Protokoll der Sitzung vom 11.11.2010

Nächste Wortmeldung: Herr Kollege Ländner.

Sehr geehrte Frau Präsidentin, Kolleginnen und Kollegen! Es ist wichtig und richtig, dass wir heute im Parlament in großer Übereinstimmung über die Situation der Polizeibeamtinnen und -beamten nach gewalttätigen Einsätzen sprechen und entsprechende Anträge einbringen. Es ist mir im Zusammenhang mit der Beratung dieser Anträge ein Anliegen, Dankeschön zu sagen und Respekt auszudrücken für die Frauen und Männer in Uniform, die tagtäglich auf den Straßen unseres Staates für Sicherheit sorgen und die erst vor wenigen Tagen bei einem Großeinsatz in Norddeutschland bis an die Grenze des Erträglichen gefordert wurden.

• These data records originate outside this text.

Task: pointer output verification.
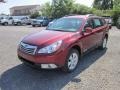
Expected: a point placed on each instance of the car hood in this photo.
(46, 37)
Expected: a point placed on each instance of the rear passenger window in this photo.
(97, 23)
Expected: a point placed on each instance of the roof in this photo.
(25, 6)
(82, 16)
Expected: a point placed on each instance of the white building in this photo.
(24, 10)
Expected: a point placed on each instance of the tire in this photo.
(5, 23)
(71, 65)
(104, 44)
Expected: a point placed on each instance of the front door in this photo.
(88, 39)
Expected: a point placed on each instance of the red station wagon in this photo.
(63, 42)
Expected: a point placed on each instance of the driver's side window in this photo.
(89, 23)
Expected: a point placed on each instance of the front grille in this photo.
(29, 49)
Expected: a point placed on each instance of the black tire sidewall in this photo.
(65, 68)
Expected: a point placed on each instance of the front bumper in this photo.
(45, 61)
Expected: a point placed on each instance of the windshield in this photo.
(65, 24)
(40, 18)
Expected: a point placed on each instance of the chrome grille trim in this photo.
(27, 48)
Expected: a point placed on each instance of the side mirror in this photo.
(88, 29)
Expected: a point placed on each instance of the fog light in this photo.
(48, 66)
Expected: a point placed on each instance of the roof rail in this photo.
(70, 15)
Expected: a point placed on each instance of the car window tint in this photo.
(89, 23)
(97, 23)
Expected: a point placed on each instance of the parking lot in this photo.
(99, 70)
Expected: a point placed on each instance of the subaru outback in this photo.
(63, 42)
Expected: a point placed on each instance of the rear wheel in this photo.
(104, 44)
(72, 61)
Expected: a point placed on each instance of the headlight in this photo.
(51, 48)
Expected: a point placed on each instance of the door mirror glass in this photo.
(88, 29)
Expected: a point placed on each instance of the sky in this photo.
(4, 7)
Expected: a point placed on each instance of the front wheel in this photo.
(72, 61)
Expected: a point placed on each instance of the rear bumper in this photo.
(57, 59)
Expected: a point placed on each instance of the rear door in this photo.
(99, 28)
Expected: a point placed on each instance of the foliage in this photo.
(116, 5)
(47, 10)
(34, 15)
(81, 9)
(103, 4)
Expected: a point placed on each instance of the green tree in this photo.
(61, 7)
(34, 15)
(103, 4)
(117, 5)
(47, 10)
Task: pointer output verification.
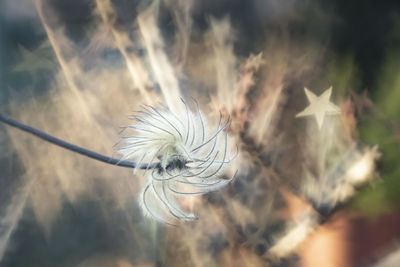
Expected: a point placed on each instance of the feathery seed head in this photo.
(191, 158)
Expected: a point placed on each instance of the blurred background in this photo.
(302, 196)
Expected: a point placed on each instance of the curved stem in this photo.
(83, 151)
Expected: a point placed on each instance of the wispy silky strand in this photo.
(192, 158)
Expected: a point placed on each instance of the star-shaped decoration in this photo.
(319, 106)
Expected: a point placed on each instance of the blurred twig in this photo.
(77, 149)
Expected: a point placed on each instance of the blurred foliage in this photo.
(382, 126)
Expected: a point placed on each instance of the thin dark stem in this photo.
(72, 147)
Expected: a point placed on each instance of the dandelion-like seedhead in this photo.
(190, 157)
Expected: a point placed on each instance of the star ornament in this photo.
(319, 106)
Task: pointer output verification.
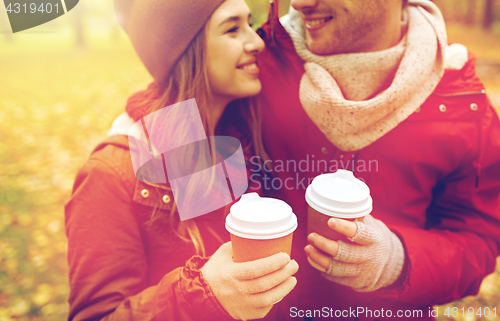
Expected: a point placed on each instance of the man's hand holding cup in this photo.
(347, 244)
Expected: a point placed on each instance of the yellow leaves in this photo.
(40, 238)
(19, 308)
(53, 226)
(42, 295)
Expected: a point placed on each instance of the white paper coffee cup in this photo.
(339, 195)
(260, 227)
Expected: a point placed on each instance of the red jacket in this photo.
(434, 179)
(118, 266)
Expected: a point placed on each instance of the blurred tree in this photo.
(489, 14)
(77, 20)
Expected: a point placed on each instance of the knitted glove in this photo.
(376, 261)
(249, 290)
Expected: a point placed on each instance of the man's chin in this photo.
(319, 48)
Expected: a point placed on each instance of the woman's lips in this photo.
(250, 68)
(317, 23)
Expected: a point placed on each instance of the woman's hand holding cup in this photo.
(248, 290)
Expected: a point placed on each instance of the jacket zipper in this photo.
(463, 93)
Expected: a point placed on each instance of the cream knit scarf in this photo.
(337, 91)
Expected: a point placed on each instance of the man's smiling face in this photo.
(347, 26)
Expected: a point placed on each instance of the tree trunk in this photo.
(488, 14)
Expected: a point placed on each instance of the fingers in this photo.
(353, 253)
(255, 269)
(341, 269)
(322, 243)
(272, 296)
(322, 262)
(271, 280)
(344, 227)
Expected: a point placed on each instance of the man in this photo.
(373, 87)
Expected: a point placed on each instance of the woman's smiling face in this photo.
(232, 49)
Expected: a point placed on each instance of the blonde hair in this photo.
(189, 79)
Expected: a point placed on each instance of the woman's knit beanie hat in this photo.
(161, 30)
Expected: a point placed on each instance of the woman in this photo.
(127, 248)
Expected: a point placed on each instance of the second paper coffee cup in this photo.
(339, 195)
(260, 227)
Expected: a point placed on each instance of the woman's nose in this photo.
(301, 4)
(255, 44)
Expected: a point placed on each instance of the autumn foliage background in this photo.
(62, 84)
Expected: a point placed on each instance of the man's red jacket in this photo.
(434, 180)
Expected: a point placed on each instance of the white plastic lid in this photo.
(260, 218)
(339, 194)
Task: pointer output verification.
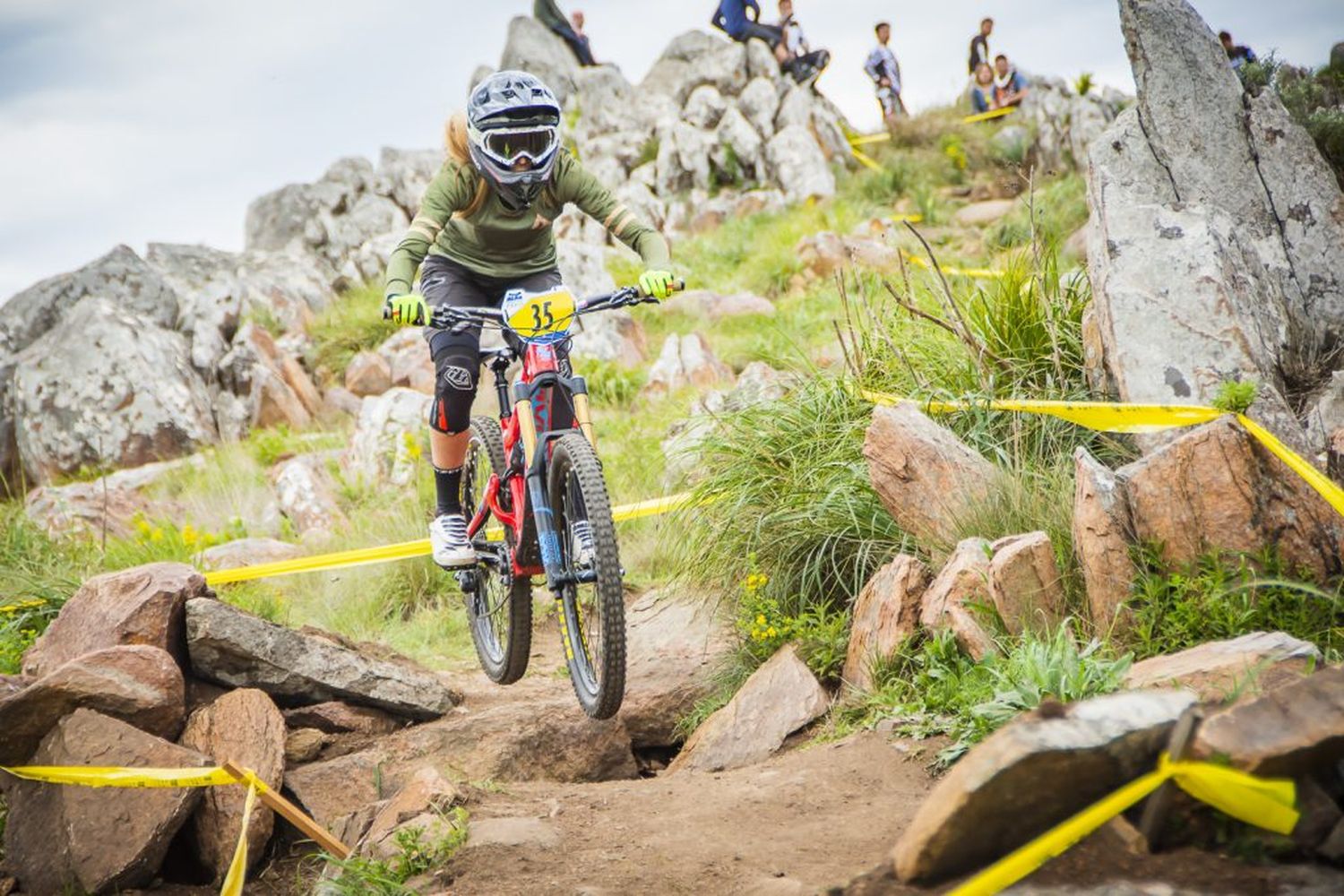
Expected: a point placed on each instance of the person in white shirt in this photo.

Es ist wichtig und richtig, dass wir als Parlament Respekt ausdrücken, und es ist auch wichtig und richtig, dass wir uns als Parlament damit beschäftigen, negative Folgen dieser Einsätze so klein wie möglich zu halten und die Beamten zu entlasten. Wir sind uns darin einig, dass es wichtig ist - ich ergänze, was Kollege Fischer gesagt hat -, eine optimale Nachsorge, eine optimale Betreuung von Einsätzen und eine optimale Einsatznachbereitung im psychologischen, aber auch im rechtlichen und fiskalischen Sinne sicherzustellen. Unsere Polizeibeamtinnen und -beamten haben ein Anrecht auf psychologische Betreuung und auf rechtliche Beratung. Ich bin froh darüber, dass wir

übergreifend der Meinung sind, und dies auch dokumentieren, dass Gewalt kein Ausdruck politischer Willensfreiheit sein kann.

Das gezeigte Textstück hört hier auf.